Paris-Salade Parano.

Paris-Salade Parano.
Paris. 12e arrondissement. 23h00.

Le récit pourrait se limiter a ça, 3 indications : lieu, précision sur le lieu, et l'heure ; tant les faits sont inutiles a relater. L'effervescence est mentale, l'âme est devenu un caniveau des plus miteux, rejettant par temps pluvieux les ordures sur la voie publique.
La nouvelle fait le même effet que de marcher sur du verglas, vous avez mis vos chaussures de sport et vérifié que la semelle n'est pas trop usée, vous avancez en terrain conquis tel Alexandre franchissant l'Hindus avec queques milliers de soldats dévoués et loyaux derrière lui. Seulement voila ; personne ne vous a dit que l'eau du fleuve était la même que celle du Léthée ?
Arretons un instant, et revenons a l'instant où Alexandre gagne la bataille contre les perses, juste au moment de la victoire, le moment du repli des troupes, le moment où vous sortez de chez vous. C'est l'ivresse, oui.
Et alors que vous avez tout pour vous, des chaussures en bon état et Alexandre comme modèle, vous oubliez littéralement la plaque de verglas, située dans la rue qui mène au métro, en légère pente. Un tout autre jour, vous auriez contourné l'Hindus, trouvé un pont, et continué. Pas ce jour la, ça devait arriver. Pour une fois vous êtes passé pile a cet endroit du trottoir sans un seul brin de logique. Et vous avez glissé.

Il est bien difficile de faire une chute, et encore plus d'en décrire une. Alors arrêtons nous, si vous le voulez bien, à cet instant où le pied dérape sur cet évènement peu courant mais anodin. Les traits de votre visage s'étirent vers le bas, dévoilant une partie de votre anatomie buccale et vos dents noirs de café. Les sourcils ont, dans ces moments la, une facheuse tendance a s'étirer vers le haut, comme pour faire balancier avec le déboitement de votre machoire, voué a couper votre langue quand la chute arrivera à son terme. Vos cheveux perdre, en un clin d'oeil, leur éclat naturel. Quand à vos yeux, sont ils encore humains ? Bleu, vert, marron, quel intêret de le savoir quand le blanc aura pris le dessus, les globes occulaires fixant le fond de votre encéphale, et plutot bien accompagné par la bave qui mousse au bord de votre bouche tel un pauvre escargot. « Il avait les yeux bleus ; c'est mon enfant » vous avez vraiment cru que votre mère aura cette expression de tendresse envers vous quand vous serez au fond de ce lit d'hopital, à manger de la merde à la petite cuillère ?
Excusez moi, je n'avais pas parlé de l'expression de votre visage. Votre sourire aura disparu, il aura laissé place à une mine déconfite, voire étonnée que votre pied habituellement si dévoué vous fasse défaut.

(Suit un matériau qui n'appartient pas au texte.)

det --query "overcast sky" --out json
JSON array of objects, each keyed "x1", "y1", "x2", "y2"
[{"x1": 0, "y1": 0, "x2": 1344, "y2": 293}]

L'image reprendra sa vitesse réelle, mais vous ne vous écraserez pas au sol. Vous aurez trouvé ce bras tendu pour vous rattraper, ce sourire sincère. Ne le prenez pas pour une moquerie.
Beaucoup d'entre nous continuerons leur chemin, sans même penser aux éventuelles conséquences d'une chute bénine. Mais certains auront vu Sodome et Gomorrhe s'embrasser sous nos pieds, les verts paturages devenirs mornes et sans teint, et le soleil voué a l'abandon sous un écran de fumée. Et personne n'aura vu la dissection cartésienne de ma boite cranienne. Vous pourrez être satisfait.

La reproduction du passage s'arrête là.